Review: Out There


I’ve always equated short films with short stories: they make the most of their abbreviated space by filling in the most important of information. Of course, given the short period of time, the format provides both a test and a sense of creativity as the artist can find interesting ways to make the most use of those few pages or dozen or so minutes.

Out There is a short film that sets the stage for a larger feature due next year, yet also feels satisfactory in its brevity.

Out There Official Trailer 2012

Out Here
Director: Randal Plunkett
Country: Ireland

The short film begins with Robert (Conor Marren) finding himself lost in a forest with blood dripping down from his head. Suffering from short term amnesia, he attempts to find help and to piece together exactly what happened. As the day goes on, flashes of the past with his girlfriend Jane (Emma Eliza Regan) begin to re-emerge. However, the more he begins to remember, the more uneasy Robert becomes.

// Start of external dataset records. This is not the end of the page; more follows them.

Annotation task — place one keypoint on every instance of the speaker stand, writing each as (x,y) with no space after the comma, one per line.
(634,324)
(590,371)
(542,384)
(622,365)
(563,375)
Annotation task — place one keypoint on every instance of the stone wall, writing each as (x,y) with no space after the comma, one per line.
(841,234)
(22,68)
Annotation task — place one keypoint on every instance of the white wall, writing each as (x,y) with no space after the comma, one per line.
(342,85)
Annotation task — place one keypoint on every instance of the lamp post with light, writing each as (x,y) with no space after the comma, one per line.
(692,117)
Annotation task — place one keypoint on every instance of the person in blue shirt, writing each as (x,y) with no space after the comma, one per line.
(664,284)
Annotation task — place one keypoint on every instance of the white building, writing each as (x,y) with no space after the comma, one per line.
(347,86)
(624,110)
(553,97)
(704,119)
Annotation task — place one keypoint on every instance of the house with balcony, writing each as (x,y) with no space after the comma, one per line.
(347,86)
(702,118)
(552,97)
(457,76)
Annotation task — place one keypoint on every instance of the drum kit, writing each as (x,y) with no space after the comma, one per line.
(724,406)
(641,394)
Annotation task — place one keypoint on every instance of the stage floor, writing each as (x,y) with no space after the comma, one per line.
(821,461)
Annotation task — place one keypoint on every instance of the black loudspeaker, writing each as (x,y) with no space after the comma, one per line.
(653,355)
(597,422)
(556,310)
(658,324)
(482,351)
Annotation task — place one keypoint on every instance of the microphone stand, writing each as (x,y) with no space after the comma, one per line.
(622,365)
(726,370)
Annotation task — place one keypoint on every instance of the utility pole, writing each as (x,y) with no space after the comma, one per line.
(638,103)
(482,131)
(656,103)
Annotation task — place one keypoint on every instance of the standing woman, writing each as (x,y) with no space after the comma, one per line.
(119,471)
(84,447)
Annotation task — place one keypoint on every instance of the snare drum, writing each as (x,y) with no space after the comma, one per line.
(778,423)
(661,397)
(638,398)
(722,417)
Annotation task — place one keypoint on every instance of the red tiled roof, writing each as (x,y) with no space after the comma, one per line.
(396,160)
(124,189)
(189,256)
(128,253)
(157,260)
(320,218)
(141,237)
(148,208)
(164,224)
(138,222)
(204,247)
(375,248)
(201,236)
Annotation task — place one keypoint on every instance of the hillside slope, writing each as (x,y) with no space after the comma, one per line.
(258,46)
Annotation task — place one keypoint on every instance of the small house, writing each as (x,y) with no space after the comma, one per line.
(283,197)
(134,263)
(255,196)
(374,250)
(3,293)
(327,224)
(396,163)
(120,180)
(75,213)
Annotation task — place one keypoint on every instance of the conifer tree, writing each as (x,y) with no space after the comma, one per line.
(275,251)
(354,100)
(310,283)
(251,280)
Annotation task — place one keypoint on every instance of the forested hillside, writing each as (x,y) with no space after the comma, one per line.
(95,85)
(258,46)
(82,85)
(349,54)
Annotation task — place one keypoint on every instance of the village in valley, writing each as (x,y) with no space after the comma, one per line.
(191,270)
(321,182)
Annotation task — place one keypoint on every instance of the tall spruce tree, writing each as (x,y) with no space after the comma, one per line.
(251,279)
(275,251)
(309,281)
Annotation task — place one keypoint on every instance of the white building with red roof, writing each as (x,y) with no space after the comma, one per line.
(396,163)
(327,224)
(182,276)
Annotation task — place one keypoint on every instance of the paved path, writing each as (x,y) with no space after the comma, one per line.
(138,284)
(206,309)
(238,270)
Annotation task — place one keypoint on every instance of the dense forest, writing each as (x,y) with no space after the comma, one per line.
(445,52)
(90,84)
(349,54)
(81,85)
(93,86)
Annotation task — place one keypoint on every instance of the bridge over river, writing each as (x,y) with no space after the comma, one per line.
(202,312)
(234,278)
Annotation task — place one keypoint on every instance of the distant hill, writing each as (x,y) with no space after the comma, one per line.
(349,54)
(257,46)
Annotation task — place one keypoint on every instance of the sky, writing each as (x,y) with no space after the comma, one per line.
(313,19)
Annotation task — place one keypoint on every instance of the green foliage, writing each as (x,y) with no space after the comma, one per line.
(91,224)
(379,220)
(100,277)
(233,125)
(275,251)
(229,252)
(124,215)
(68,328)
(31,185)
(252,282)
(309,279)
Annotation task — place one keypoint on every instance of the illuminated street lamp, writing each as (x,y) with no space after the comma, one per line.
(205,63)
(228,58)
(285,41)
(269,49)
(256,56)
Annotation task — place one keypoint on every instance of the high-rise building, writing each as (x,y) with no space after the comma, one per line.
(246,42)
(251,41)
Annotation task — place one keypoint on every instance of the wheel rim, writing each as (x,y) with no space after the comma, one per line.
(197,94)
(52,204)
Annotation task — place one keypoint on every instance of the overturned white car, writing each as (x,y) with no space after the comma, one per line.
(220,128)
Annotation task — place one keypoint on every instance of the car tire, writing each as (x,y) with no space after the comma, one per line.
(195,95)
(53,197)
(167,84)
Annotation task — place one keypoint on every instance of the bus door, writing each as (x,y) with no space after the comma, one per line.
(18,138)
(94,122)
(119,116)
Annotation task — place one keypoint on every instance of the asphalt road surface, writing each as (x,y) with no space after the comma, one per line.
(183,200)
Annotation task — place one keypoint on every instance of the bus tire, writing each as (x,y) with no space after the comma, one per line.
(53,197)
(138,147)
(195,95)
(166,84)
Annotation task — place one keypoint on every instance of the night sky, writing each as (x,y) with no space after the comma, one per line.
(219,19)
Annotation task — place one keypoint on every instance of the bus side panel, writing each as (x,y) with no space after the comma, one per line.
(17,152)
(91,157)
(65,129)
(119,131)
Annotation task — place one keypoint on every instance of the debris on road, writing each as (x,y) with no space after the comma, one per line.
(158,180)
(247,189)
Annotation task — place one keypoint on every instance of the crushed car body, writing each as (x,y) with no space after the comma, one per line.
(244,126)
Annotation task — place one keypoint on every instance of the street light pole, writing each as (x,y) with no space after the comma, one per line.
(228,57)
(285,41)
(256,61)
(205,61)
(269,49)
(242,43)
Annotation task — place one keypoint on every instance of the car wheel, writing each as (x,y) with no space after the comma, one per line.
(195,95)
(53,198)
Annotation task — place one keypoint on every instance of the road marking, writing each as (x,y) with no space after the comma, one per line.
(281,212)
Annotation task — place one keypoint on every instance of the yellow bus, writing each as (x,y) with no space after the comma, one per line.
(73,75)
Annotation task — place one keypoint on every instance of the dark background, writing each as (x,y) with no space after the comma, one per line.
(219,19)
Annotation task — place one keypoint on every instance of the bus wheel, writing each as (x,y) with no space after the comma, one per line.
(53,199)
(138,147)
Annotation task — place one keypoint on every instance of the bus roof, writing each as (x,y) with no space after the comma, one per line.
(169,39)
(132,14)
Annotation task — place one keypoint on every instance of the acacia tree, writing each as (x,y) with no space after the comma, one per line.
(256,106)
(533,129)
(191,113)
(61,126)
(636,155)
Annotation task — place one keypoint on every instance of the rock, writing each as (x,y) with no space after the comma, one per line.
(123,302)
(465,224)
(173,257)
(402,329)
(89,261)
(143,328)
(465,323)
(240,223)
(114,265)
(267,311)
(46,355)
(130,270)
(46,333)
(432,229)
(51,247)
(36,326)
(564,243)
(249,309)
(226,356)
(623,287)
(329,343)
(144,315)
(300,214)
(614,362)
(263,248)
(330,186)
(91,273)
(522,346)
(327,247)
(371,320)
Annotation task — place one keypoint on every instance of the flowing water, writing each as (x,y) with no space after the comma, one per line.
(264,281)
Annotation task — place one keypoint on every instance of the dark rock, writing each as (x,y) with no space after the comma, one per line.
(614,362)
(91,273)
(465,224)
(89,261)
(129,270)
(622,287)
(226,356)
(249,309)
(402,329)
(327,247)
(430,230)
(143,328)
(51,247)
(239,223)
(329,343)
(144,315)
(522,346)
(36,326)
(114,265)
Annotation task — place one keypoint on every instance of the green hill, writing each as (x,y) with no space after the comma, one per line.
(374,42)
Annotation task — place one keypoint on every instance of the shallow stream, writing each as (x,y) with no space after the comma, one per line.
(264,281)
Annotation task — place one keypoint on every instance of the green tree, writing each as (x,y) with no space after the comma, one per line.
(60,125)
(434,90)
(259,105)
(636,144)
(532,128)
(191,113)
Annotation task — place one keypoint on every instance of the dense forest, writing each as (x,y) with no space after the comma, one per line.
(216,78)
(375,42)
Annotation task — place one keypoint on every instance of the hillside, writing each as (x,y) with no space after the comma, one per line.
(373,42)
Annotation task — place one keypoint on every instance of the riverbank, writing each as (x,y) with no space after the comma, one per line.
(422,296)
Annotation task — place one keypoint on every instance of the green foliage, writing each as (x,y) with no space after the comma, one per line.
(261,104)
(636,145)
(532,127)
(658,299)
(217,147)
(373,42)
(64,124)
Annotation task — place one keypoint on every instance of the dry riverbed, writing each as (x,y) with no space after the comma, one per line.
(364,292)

While the amnesiac protagonist can sometimes be a bit cliched or uninspired, Plunkett uses it as a device to keep the audience attentive as they solve the mystery of Robert’s past alongside him. This allows him to incorporate a non-linear narrative via the flashbacks. A last-minute twist not only leaves the film with a cliffhanger ending, but also a want for more. 

As previously stated, Out There serves as a prequel to a feature length film Plunkett intends to release sometime next year. Because of this, it’s very apparent that the short film feels like a smaller piece of something much larger, which is a good thing considering how good it is. However, based off of its merits alone, it feels somewhat incomplete. Again, this can be chalked up to its prequel status, but other short film prequels have come out that feel whole without the inclusion of the feature film it spins into (Wes Anderson’s Hotel Chevalier and The Darjeeling Limited come to mind as specific examples). 

However, that’s not to say that Out There isn’t a well-crafted short. It definitely serves its purpose as an exciting introduction to the universe Plunkett is building. The wait will be long, but Out There is a good indication that it’ll be well worth it.